Do You Have a Retirement Parachute?

A continuing focus for me: retirement funds. This year has been tough already.

Neither your employer nor the mutual-fund company that manages your money is required to note that, if you're not covered by a defined-benefit plan, your 401(k) should equal at least 10 times your salary right before retirement. If you're earning $100,000 at age 65, a $1 million nest egg isn't a windfall; it's a necessity. Even more improbably, a 65-year-old making $40,000 a year ought to have accumulated $400,000.

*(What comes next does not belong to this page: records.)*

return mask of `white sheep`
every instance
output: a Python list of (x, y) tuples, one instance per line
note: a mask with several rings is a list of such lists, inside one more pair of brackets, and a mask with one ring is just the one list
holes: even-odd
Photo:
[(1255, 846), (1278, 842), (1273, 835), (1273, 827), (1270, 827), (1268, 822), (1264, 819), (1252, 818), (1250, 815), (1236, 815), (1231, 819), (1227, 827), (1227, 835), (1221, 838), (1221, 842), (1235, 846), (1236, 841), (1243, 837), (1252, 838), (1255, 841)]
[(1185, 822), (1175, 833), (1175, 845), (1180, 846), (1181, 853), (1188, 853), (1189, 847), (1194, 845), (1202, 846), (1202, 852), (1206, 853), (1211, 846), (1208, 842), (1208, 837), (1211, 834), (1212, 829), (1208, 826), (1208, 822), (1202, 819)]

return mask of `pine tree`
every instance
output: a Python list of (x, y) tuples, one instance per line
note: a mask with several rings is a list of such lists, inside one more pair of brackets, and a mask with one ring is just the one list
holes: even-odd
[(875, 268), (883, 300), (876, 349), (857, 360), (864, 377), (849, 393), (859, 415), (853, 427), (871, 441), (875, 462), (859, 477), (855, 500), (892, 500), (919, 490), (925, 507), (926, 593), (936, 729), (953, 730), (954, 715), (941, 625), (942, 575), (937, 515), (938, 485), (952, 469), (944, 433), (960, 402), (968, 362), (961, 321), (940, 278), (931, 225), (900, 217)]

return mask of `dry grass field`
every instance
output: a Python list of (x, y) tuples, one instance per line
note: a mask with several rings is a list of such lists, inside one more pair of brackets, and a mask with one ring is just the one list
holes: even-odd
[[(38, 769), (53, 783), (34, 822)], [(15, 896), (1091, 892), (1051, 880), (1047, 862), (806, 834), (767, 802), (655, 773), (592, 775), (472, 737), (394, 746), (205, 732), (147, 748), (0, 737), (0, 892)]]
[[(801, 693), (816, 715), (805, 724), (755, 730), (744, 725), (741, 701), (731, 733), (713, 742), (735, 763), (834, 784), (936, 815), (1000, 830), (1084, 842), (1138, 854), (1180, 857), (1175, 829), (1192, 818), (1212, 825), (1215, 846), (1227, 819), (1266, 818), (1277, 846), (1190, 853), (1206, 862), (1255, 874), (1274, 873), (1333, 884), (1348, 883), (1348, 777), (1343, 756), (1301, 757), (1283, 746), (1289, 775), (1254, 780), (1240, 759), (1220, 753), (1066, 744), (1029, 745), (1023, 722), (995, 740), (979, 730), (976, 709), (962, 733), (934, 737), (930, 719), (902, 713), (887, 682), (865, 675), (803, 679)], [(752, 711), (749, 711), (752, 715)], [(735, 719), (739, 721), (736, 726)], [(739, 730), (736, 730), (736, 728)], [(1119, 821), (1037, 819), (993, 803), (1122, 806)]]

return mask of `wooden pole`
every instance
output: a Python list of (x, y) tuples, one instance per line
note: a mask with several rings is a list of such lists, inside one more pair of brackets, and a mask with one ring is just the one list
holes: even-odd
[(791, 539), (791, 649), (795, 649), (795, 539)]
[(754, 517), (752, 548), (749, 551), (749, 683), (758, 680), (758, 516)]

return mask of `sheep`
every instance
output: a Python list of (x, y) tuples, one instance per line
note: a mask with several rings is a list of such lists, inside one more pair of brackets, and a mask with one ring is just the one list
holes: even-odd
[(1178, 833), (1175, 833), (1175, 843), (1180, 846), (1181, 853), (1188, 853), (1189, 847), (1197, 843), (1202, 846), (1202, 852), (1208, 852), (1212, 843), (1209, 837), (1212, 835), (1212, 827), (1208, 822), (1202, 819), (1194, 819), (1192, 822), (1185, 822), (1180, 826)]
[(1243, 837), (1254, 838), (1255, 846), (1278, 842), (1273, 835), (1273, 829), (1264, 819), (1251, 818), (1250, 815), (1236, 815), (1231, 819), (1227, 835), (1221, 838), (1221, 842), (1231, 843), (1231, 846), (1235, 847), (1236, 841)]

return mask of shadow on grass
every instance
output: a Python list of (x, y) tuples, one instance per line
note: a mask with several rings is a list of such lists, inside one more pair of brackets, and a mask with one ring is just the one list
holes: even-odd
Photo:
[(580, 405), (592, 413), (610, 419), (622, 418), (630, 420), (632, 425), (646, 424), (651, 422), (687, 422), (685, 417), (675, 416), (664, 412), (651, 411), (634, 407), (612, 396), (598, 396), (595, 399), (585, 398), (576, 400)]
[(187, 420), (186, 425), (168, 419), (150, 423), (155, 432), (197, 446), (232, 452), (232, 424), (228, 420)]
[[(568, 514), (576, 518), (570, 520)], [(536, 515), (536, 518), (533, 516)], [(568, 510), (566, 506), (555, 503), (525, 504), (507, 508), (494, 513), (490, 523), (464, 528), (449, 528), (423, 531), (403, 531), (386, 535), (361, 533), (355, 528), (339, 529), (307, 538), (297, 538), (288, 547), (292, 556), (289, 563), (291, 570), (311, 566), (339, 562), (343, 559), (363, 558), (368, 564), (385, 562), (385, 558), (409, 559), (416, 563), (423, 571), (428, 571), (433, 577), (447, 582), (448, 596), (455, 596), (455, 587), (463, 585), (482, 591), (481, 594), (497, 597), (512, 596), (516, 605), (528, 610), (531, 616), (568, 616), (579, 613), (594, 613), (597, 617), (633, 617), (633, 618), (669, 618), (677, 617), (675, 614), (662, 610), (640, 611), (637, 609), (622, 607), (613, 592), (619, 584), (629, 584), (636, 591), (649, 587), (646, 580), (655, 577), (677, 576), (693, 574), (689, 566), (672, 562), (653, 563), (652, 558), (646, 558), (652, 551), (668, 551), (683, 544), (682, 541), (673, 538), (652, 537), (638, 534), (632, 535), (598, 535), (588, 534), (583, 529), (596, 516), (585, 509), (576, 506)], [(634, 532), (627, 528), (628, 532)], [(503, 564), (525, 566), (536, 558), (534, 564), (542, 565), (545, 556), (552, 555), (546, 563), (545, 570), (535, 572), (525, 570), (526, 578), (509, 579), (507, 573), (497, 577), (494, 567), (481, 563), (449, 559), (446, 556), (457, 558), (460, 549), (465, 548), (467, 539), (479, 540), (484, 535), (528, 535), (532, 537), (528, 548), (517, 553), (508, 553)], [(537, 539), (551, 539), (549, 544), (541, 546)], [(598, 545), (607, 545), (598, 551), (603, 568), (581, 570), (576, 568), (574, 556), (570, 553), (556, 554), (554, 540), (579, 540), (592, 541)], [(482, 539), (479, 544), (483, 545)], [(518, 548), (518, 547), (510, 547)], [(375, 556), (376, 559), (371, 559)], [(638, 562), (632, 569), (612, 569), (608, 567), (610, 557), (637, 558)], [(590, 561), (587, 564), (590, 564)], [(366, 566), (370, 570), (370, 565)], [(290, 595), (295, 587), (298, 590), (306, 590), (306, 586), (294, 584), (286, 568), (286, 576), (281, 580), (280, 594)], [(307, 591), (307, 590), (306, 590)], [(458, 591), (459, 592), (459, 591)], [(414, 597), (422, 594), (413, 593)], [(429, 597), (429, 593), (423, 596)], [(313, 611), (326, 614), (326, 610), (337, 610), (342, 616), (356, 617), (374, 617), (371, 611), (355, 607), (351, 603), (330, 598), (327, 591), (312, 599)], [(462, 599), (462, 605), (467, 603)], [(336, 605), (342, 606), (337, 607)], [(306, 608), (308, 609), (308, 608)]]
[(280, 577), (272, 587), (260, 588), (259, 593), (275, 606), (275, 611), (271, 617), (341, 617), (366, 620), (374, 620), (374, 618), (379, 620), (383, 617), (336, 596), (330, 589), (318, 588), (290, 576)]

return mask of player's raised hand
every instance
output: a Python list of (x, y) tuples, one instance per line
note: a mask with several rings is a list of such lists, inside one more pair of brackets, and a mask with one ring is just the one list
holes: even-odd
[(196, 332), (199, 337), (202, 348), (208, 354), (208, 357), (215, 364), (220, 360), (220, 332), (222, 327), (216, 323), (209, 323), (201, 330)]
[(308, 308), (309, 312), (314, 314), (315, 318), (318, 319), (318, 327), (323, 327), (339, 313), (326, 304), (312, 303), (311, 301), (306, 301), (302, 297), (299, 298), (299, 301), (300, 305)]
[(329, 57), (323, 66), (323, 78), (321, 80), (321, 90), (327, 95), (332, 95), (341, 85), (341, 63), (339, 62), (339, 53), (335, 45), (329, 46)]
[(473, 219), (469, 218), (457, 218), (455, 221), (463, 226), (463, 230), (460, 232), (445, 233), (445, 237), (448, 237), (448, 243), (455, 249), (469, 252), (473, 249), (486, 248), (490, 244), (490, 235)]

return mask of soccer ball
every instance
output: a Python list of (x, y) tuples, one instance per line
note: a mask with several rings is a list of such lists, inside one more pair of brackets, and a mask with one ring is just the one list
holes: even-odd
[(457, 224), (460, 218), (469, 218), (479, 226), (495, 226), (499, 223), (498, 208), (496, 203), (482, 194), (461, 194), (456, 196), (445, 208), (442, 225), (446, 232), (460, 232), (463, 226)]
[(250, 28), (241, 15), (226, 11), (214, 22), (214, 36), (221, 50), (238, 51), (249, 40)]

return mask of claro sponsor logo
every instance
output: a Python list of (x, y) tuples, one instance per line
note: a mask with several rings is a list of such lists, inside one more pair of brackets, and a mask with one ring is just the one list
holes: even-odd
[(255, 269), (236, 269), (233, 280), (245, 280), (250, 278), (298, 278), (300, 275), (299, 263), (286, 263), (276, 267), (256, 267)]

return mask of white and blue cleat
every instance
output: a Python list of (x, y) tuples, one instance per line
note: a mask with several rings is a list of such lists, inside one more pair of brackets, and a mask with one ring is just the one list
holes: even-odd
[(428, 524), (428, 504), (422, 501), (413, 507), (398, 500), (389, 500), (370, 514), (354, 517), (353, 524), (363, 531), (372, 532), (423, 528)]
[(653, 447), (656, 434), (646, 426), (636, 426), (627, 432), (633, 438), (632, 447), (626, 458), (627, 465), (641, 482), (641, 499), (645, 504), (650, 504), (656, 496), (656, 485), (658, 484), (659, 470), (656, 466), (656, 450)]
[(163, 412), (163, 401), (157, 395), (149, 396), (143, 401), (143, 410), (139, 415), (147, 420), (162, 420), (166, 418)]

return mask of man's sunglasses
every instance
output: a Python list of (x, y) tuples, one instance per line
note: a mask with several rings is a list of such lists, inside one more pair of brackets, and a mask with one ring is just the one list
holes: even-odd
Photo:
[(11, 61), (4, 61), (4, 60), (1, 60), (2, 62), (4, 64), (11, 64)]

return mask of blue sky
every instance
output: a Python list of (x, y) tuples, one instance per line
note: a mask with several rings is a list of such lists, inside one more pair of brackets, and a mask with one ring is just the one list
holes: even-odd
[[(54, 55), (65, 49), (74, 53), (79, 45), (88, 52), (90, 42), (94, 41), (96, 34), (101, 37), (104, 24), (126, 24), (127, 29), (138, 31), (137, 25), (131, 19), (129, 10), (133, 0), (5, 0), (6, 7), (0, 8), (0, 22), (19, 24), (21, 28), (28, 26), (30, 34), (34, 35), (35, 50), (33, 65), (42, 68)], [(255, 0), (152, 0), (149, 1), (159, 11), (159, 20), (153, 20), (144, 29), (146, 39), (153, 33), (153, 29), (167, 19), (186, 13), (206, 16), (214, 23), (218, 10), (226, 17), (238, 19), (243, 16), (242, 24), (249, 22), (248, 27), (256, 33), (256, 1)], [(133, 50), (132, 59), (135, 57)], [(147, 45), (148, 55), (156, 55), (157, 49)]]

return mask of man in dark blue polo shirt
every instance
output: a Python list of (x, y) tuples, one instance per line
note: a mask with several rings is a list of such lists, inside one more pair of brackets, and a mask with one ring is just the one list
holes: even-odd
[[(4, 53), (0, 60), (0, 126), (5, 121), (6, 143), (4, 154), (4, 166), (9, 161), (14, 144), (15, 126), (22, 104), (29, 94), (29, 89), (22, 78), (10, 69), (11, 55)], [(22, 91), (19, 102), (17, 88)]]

Improbably? For many, I suppose.

Adding to the pain of near-empty nest eggs is the fact that the income taxes on the portion of salary contributed are postponed until retirement when folks can least afford to pay them.

A final reckoning: pay taxes when retired.

If pension-less taxpayers are obligated to foot the bill for generous public-sector pensions, the employers who escaped from their obligations to provide "voluntary" pension plans should bear responsibility for their employees. We need federal legislation to shift the burden of financing pensions back to the employer, where it belongs.

Excellent point. When I was with MetLife in the 1990s, it began to do away with defined benefits in retirement, and moved to defined contribution plans.

The pension paternalism favored by the Democrats has failed because pension regulations make the requirements so onerous that few companies want to start or continue a defined-benefit plan. On the other hand, the Republicans' tax-break approach to retirement savings has failed because people haven't responded to savings incentives.

Australia has managed to create a compact between employers and employees. We should be able to do at least as well.